3. Be conscious of your weakness so that it makes you run to Christ - "As a mother is tenderest to the most diseased and weakest child, so does Christ most mercifully incline to the weakest. Likewise he puts an instinct into the weakest things to rely upon something stronger than themselves for support. The vine stays itself upon the elm, and the weakest creatures often have the strongest shelters. The consciousness of the church's weakness makes her willing to lean on her beloved, and to hide herself under his wing"
 All of these run on the same theme - run to Christ and do not listen to Satan. Even though we are weak, Christ has allowed us to come to the throne of His Father by His blood. Therefore do not hide in darkness, but cling to Christ and find comfort.

And therefore to conclude this section of the Bruised Reed with Sibbs encouraging us more:

"His tenderest care is over the weakest. The lambs he carries in his bosom (Isa. 40:11). He says to Peter, `Feed my lambs' (John 21:15). He was most familiar and open to troubled souls. How careful he was that Peter and the rest of the apostles should not be too much dejected after his resurrection! `Go your way, tell his disciples and Peter' (Mark 16:7). Christ knew that guilt of their unkindness in leaving of him had dejected their spirits. How gently did he endure the unbelief of Thomas and stooped so far unto his weakness, as to suffer him to thrust his hand into his side."

Tuesday, January 18, 2011

To be bruised and yearning

Sibbs described being bruised as:

"The bruised reed is a man that for the most part is in some misery, as those were that came to Christ for help, and by misery he is brought to see sin as the cause of it...This is such an one as our Saviour Christ terms `poor in spirit' (Matt. 5:3), who sees his wants, and also sees himself indebted to divine justice." (page 3 and 4)

To be bruised is to be in some form of misery, seeing your sin and knowing that only Christ can quench any thirst. Sibbs goes on to say "He has no means of supply from himself or the creature, and thereupon mourns, and, upon some hope of mercy from the promise and examples of those that have obtained mercy, is stirred up to hunger and thirst after it."

To hunger and thirst for Christ is good because in the darkness and in misery, Christ is the only one you can cling to. There are indeed great hope when being and feeling like a bruised child of God. And do you not find that the Gospel can appear very soothing when we grasp it and remind ourselves of it in times of heartache?

So Sibbs then shows us how being bruised can bring about good effects such as these:

1. The Gospel becomes sweet to us! Sibbs says: "Again, this bruising makes us set a high price upon Christ. Then the gospel becomes the gospel indeed; then the fig leaves of morality will do us no good."

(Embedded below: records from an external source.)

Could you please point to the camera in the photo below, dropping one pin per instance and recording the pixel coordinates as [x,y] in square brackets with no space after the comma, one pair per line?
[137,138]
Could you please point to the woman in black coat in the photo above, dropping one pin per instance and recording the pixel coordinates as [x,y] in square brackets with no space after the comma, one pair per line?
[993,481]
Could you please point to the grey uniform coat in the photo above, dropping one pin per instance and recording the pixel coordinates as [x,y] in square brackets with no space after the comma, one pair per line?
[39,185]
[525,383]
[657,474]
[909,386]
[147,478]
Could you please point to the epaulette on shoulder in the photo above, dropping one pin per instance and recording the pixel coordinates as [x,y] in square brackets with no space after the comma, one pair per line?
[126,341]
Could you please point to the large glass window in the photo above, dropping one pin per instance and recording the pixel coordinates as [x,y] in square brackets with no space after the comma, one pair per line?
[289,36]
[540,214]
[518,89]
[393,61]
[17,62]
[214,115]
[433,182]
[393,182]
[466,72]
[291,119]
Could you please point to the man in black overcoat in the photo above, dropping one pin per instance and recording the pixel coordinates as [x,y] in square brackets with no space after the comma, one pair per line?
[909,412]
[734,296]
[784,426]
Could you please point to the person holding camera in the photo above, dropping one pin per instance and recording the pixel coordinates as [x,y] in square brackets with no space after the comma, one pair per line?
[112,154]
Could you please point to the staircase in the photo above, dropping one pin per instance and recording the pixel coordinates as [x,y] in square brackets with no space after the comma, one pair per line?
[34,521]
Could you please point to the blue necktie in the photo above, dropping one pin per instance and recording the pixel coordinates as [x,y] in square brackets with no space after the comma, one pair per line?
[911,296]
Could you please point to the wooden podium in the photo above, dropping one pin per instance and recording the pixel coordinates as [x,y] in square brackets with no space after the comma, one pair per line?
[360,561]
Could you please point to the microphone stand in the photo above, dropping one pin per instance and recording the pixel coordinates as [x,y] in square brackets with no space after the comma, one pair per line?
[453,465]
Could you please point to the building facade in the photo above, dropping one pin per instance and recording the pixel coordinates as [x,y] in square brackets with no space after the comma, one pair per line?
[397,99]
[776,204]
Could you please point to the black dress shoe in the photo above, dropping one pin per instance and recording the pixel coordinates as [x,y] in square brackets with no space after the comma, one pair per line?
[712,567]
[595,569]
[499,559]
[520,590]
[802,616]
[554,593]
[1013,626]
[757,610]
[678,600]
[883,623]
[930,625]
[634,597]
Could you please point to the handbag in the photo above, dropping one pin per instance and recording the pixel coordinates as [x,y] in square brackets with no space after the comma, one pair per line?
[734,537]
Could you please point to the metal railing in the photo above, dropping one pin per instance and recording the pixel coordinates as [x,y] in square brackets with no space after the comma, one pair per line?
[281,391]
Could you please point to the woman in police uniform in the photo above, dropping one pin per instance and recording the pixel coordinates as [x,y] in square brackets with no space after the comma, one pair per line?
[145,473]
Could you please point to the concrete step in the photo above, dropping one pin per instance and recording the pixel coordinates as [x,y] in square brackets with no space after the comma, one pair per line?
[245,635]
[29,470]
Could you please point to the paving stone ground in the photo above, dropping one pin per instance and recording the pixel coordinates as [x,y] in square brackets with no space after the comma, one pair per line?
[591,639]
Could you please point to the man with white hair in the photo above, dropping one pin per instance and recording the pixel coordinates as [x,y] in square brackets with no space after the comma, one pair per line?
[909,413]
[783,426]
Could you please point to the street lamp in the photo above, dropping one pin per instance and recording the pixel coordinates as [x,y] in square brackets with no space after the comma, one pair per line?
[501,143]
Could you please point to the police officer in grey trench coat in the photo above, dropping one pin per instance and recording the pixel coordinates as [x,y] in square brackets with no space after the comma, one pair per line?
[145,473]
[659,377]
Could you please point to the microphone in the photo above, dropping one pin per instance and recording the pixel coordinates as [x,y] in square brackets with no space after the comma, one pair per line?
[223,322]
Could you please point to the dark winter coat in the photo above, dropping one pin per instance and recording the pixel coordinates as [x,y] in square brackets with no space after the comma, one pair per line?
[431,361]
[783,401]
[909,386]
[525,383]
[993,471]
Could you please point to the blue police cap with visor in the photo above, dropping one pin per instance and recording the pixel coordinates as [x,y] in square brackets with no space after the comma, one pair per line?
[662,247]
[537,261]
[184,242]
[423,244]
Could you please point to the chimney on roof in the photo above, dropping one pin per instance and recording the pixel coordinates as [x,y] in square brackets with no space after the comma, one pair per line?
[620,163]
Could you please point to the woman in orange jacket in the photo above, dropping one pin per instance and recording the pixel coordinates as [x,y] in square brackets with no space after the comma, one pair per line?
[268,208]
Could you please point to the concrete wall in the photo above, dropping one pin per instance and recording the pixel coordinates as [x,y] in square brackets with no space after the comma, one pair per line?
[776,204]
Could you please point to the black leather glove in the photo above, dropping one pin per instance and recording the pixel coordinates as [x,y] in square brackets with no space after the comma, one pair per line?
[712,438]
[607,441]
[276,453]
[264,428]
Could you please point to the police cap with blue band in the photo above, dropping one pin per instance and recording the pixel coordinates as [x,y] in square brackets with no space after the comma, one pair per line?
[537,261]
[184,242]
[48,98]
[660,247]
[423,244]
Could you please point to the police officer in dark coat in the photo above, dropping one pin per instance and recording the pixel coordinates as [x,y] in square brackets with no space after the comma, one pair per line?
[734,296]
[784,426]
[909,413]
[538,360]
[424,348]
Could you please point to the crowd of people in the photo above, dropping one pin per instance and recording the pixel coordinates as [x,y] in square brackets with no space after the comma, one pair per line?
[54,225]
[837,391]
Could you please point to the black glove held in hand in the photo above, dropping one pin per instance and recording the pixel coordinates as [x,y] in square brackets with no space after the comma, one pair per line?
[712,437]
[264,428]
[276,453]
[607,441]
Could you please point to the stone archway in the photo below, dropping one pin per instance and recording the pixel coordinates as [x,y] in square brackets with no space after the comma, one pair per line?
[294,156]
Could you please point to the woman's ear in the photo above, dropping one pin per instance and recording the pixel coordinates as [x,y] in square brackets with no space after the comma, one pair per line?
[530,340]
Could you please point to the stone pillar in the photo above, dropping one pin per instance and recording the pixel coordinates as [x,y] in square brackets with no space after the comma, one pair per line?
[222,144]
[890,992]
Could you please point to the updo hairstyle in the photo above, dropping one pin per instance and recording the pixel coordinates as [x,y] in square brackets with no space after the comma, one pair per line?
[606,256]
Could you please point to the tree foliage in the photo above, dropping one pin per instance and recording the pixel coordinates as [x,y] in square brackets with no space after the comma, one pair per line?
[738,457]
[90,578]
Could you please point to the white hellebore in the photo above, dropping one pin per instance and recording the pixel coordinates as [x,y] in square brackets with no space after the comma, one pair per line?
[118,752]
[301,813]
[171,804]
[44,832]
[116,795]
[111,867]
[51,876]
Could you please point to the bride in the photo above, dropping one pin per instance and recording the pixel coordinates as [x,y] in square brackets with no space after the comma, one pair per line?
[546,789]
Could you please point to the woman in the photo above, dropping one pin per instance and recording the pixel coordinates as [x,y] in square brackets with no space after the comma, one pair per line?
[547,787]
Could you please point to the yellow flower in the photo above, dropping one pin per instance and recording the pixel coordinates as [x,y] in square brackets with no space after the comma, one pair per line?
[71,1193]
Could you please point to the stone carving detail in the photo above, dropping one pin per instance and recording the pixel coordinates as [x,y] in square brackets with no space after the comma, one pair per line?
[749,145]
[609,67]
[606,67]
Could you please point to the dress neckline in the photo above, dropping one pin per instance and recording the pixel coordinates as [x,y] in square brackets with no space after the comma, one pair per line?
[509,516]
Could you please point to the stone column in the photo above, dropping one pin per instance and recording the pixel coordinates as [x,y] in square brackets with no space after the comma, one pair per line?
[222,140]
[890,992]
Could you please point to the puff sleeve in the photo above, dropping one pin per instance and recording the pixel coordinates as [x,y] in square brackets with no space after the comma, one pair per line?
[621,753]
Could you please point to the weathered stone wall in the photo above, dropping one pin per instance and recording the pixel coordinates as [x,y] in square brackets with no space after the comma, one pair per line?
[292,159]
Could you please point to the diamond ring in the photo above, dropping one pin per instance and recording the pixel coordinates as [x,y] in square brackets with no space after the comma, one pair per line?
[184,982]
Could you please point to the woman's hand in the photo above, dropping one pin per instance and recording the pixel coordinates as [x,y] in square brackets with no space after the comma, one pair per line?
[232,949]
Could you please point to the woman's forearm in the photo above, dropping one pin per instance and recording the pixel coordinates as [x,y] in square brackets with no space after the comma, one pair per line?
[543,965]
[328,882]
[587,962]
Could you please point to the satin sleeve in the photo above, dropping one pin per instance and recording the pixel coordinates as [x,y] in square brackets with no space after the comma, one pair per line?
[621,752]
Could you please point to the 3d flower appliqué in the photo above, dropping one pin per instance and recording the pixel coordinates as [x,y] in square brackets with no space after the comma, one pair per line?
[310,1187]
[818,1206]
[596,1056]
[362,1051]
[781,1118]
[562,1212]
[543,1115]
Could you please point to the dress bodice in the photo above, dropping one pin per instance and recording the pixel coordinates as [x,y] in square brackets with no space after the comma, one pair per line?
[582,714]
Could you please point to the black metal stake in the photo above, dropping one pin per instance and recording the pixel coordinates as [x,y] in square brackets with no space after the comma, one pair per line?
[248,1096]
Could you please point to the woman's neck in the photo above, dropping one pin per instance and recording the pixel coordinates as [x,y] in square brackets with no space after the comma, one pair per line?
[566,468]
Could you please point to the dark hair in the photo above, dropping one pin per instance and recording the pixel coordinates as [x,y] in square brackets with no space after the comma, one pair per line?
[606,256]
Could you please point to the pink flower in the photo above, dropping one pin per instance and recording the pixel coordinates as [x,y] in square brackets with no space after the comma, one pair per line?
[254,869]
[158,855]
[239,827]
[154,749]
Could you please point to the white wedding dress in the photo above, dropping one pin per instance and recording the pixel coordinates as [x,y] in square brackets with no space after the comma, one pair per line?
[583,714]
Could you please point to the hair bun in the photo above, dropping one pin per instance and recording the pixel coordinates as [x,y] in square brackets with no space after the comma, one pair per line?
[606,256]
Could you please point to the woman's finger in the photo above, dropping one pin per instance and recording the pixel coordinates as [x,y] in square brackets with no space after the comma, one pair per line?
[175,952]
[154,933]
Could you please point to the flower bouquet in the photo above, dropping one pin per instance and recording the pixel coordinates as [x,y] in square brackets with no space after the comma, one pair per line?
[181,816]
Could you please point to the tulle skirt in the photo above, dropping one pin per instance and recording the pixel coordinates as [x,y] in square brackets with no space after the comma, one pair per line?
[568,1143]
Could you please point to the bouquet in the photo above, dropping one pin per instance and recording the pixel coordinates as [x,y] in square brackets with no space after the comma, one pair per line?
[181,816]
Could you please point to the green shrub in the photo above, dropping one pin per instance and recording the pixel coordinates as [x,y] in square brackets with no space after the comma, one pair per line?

2. It makes us more thankful to God - "and, from thankfulness, more fruitful in our lives; for what makes many so cold and barren, but that bruising for sin never endeared God's grace to them?"

3. Aligns us with Gods ways - "Likewise this dealing of God establishes us the more in his ways, having had knocks and bruisings in our own ways."

4. To humble us - "After conversion we need bruising so that reeds may know themselves to be reeds, and not oaks. Even reeds need bruising, by reason of the remainder of pride in our nature, and to let us see that we live by mercy. 

5. To encourage us - "Such bruising may help weaker Christians not to be too much discouraged, when they see stronger ones shaken and bruised."

How encouraging is that! God never wastes the season we are in, he enriches us and shapes us for our good! And so I want to end this post with one more encouraging thing Sibbs says when we encounter people that may judge us as we struggle like a bruised reed -

"Ungodly spirits, ignorant of God's ways in bringing his children to heaven, censure broken hearted Christians as miserable persons, whereas God is doing a gracious, good work with them. It is no easy matter to bring a man from nature to grace, and from grace to glory, so unyielding and intractable are our hearts."